SKIL Antibody - #DF3088

Fig. 3. DNMT aberration-induced GPX4 suppression is co-regulated by KLF5. (A) Schematic diagram depicting mouse Gpx4 promoter luciferase reporter, Gpx4p-luc, the KLF5 binding motif, and its position relative to the transcription starting site. (B) Western blot. Calvarial tissues treated with control and TP (20 mg per mouse, 2 weeks) were assayed for KLF5, NCoR, SnoN, and SMRT, with β-actin serving as control.

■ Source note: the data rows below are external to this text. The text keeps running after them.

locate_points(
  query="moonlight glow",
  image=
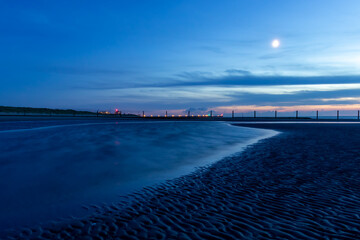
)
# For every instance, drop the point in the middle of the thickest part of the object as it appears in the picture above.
(275, 43)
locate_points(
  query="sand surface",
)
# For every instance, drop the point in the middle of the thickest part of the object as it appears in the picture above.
(302, 184)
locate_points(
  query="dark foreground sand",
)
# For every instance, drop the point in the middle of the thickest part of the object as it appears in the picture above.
(301, 184)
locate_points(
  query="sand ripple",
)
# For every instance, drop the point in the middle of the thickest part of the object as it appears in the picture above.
(302, 184)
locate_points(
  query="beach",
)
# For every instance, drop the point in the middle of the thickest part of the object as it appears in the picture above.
(303, 183)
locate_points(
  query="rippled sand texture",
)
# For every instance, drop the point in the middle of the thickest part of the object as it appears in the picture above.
(302, 184)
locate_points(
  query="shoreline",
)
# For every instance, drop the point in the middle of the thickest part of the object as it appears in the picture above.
(303, 183)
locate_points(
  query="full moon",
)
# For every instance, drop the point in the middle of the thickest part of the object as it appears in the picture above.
(275, 43)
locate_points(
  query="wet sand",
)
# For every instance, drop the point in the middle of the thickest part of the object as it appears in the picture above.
(301, 184)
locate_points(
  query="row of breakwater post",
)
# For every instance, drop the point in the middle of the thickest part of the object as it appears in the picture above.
(244, 115)
(296, 115)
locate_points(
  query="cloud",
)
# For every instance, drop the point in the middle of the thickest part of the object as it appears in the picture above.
(238, 72)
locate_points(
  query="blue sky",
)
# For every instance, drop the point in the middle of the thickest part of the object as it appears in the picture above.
(179, 55)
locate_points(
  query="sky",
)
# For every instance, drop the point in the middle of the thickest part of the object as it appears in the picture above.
(197, 55)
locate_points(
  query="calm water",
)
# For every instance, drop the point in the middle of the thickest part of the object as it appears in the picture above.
(49, 169)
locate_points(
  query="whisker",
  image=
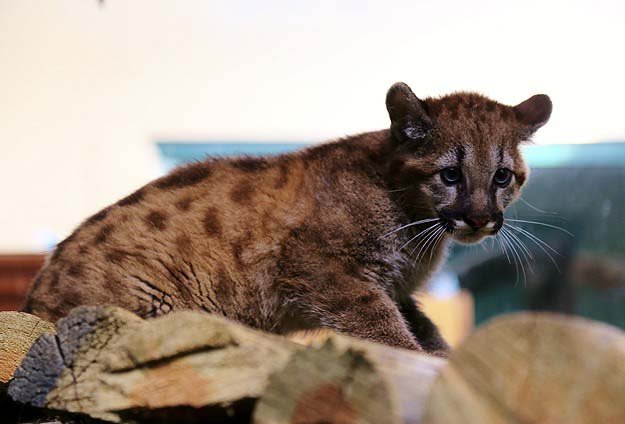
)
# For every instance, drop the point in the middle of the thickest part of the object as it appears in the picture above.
(427, 242)
(537, 241)
(502, 247)
(527, 254)
(440, 236)
(410, 225)
(518, 262)
(419, 234)
(434, 229)
(543, 224)
(528, 204)
(397, 189)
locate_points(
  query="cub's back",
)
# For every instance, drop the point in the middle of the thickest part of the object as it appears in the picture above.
(201, 237)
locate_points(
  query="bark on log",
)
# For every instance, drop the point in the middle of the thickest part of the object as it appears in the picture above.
(109, 364)
(189, 366)
(18, 332)
(349, 381)
(533, 368)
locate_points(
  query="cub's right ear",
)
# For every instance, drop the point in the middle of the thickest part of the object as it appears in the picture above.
(409, 119)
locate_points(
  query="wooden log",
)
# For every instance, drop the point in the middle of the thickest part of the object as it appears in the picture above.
(349, 381)
(111, 365)
(533, 368)
(18, 332)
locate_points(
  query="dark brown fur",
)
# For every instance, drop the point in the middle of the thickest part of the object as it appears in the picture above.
(302, 240)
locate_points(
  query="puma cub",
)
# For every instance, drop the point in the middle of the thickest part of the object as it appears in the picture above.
(338, 235)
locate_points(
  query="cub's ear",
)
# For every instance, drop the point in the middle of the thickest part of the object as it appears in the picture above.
(534, 112)
(409, 119)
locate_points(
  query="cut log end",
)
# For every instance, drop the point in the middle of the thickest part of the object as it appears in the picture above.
(534, 368)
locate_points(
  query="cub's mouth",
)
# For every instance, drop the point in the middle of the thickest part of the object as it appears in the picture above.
(467, 231)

Two random samples per group were shown. Quantification beside blots was presented as mean ± SEM; n = 6; *P < 0.05, Student’s t test. (C) ChIP. Sham or TP-treated calvaria treated with or without SGI-1027 (2.5 mg/kg daily) were immunoprecipitated first with antibodies to KLF5, SMRT, NCoR, or SnoN, and then the immunoprecipitated DNA fragments were amplified through PCR with primer set specific for the KLF5 motif-containing region of the Gpx4 promoter, respectively. The non-immunoprecipitated DNA served as control (Input). PCR products were resolved on agarose gels. Quantifications on the right side were presented as mean ± SEM; n = 6; *P < 0.05, 2-way ANOVA. (D) Western blot. Primary osteoblasts (OBs) treated without or with TP (100 μg/ml) and the KLF5 inhibitor ML264 (10 μM) for 48 h were assayed for GPX4, with β-actin serving as control. Quantification below was presented as mean ± SD of 3 replicated experiments. *P < 0.05, 2-way ANOVA. (E) Luciferase assay. Primary OBs were transfected with a mouse Gpx4 promoter-luciferase reporter (Gpx4p-luc) and a Renilla luciferase reporter control, and then treated without or with TP (100 μg/ml) and SGI-1027 (10 μM) in the absence or presence of ML264 (10 μM) for 48 h. Luciferase activities of the Gpx4 promoter reporter were adjusted to Renilla luciferase activities and presented as box-and-whisker plots of 4 independent experiments. *P < 0.05, 3-way ANOVA.